According to data from TransUnion Canada, over a third of Canadians are bolstering their savings as a precautionary measure. Younger cohorts, including Gen Z and Millennials, are even more vigilant, with 50% and 39%, respectively, bracing for a potential economic downturn.

That’s despite the Bank of Canada revising its GDP growth forecasts upward in its recently released Monetary Policy Report. While it expects growth to moderate to an average of 1% in the second half of 2023 and first half of 2024, it doesn’t foresee an economic contraction.

But Canadians aren’t convinced, according to TransUnion’s Consumer Pulse survey. Interestingly, 36% of respondents believe that Canada is currently experiencing a recession, whereas only 27% share the Bank of Canada's optimistic outlook that the country will avoid a recession by the year's end.

However, even if the country skirts a technical recession, surging interest rates and overall cost of living increases are undeniably taking a toll on consumers' financial well-being.

"While there is a mixed level of confidence in Canadians’ financial outlook, macroeconomic pressures remain top-of-mind for many,” said Matt Fabian, director of financial services research and consulting at TransUnion Canada. "Concerns around inflation, rising interest rates, housing affordability, and the perceived threat of a potential recession are affecting how Canadians are managing their household finances.”

Other measures consumers are taking

Aside from increasing their savings, consumers are taking other measures to bolster their financial stability.
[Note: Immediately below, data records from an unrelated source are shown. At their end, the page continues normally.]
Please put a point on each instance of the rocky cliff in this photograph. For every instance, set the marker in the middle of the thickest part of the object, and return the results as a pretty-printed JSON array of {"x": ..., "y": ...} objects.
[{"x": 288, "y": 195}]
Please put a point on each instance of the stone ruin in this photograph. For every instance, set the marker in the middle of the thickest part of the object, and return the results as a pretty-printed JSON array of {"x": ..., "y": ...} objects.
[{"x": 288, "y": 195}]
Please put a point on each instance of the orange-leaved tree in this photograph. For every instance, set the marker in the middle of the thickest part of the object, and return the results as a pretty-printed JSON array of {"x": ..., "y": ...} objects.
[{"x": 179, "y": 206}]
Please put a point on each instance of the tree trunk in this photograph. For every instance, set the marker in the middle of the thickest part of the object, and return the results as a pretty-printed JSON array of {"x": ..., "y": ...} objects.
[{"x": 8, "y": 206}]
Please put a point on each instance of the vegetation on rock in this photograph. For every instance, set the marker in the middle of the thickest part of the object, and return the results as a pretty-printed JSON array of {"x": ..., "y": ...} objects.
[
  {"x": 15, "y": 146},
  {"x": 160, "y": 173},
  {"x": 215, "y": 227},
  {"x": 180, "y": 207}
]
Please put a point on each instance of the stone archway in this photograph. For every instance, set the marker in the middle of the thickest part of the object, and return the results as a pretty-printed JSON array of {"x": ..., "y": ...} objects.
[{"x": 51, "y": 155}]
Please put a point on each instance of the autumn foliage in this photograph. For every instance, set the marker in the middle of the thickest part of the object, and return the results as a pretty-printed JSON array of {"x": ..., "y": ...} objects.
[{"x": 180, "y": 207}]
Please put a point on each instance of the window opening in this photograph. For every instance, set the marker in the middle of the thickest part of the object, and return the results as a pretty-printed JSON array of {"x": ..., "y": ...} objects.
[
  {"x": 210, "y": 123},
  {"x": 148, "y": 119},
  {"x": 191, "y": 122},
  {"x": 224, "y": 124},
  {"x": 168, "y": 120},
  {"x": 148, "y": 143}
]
The survey revealed that 17% of respondents are paying down their debts more aggressively, while 15% are cutting back on their retirement savings. Another 13% said they are tapping into available credit more frequently.

More than half (54%) said they have cut back on discretionary spending. Specifically, over a quarter (26%) have cancelled subscriptions or memberships and 21% have cancelled or reduced digital services, TransUnion said.

Overall, only a minority of respondents (42%) said they are optimistic about their financial outlook over the coming year, and almost a third (32%) expect to face difficulty paying their current bills and loans in full.

Early signs of payment difficulties

There are already early signs of some consumers facing difficulty with their payments, with Equifax Canada reporting a 17% rise in non-mortgage delinquencies in the fourth quarter of 2022.

"We are starting to see increases in missed payments on credit cards and auto loans, particularly for lower-income consumers,” said Rebecca Oakes, Vice-President of Advanced Analytics at Equifax Canada. "The ability to manage finances through a sustained period of high inflation with rising living costs is unfortunately proving too much for some individuals.”

However, consumers with mortgages generally have options available to them in the form of a refinance or access to home equity lines of credit. This is where it would be beneficial to speak with a mortgage broker who can explore the various options available to borrowers based on their unique financial situation.

If  financial stresses are increasing, mortgage borrowers are encouraged to reach out for help early before they start missing payments.